Tuesday, September 22, 2015

Pumice for the Dummy Geology Student

What would geology week be without a whole lot of misinformation from the keyboards of familiar folks? We're well aware that we could probably mine that mother lode of dumbassery called eHow.com for decades, but you have to go afield every once in a while. That doesn't mean that we can't check up on some of our favorite serial dumbasses, though, and we happened to catch one of them dipping her toes into geology for this week. She's longtime contributor Joan Whetzel, caught holding forth on "What Is the Difference Between Pumice and Scoria?¹" at Sciencing.com.

By Ra'ike (see also: de:Benutzer:Ra'ike) (Own work) [GFDL (http://www.gnu.org/copyleft/fdl.html) or CC BY 3.0 (http://creativecommons.org/licenses/by/3.0)], via Wikimedia Commons
Pumice
Joanie, as usual, makes a pretty good mess out of her explanation. She starts off on the right track, telling us that pumice and scoria have vesicular texture, and that "vesicles are holes created by gas bubbles..." So far, so good; though she might want to mention that a lot of said gas is actually water vapor. No harm, no foul though. Now, here's what Whetzel says about pumice:
"Pumice contains small, frothy gas holes, is light in color and, due to its viscosity, will float. It was produced by lava containing a large amount of volatiles (water and gas), large amounts of silica, and very little iron and magnesium."
Interesting, and at least partially correct, except that Joan apparently doesn't know the difference between viscosity and density. It would have helped, however, if Joan were to mention a critical fact about pumice: pumice is volcanic glass and, as such, has no crystalline structure. That's one KEY difference between pumice and scoria. Loss of points, Whetzel! So what does Joan then say about scoria? Hold onto your hats, folks:
"Scoria ranges in color from red to black, is heavy due to heavy metal content, and extremely porous with a spongy appearance caused by large gas pockets. The heavy metals cause scoria to sink in water."
She got the color right. The rest she got wrong, especially the totally bull misinformation about how the presence of heavy metals (a term not generally applied to iron or magnesium, for whatever that's worth) makes scoria too dense to float. 

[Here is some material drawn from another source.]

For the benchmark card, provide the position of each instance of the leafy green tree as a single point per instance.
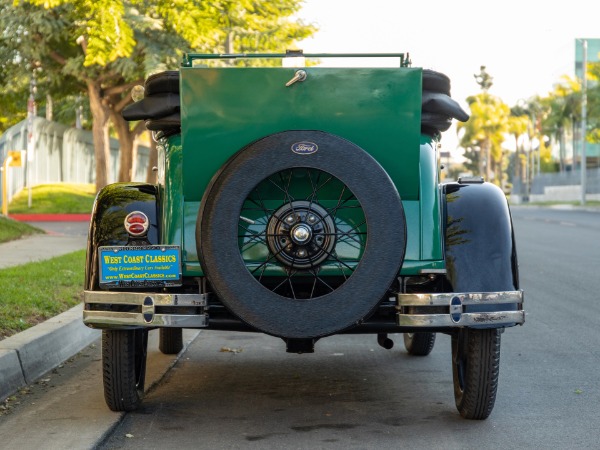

Besides the unmitigated rubbish about heavy metals, Whetzel fails to actually mention that compared to the rhyolitic (felsic or acidic) composition of pumice, scoria has a basaltic (mafic or basic) composition, though that might be what she's trying to say with the crap about heavy metals. The other main difference is that scoria is rarely glassy, usually having a crystalline groundmass. The reason it doesn't float when pumice does? well, it ain't "heavy metals" - scoria has fewer and often smaller vesicles, so it's less porous and therefore its bulk density is higher. Too dense? doesn't float. Ain't nothing to do with heavy metals, Joanie...

    For making a complete mess out of her assignment, explaining the difference between pumice and scoria, the Antisocial Network hereby awards Joan Whetzel yet another Dumbass of the Day for her collection. The woman just makes this too easy...

¹ Leaf Group assigned this one to their rewrite team. Unfortunately, the new version wasn't much of an improvement... if at all.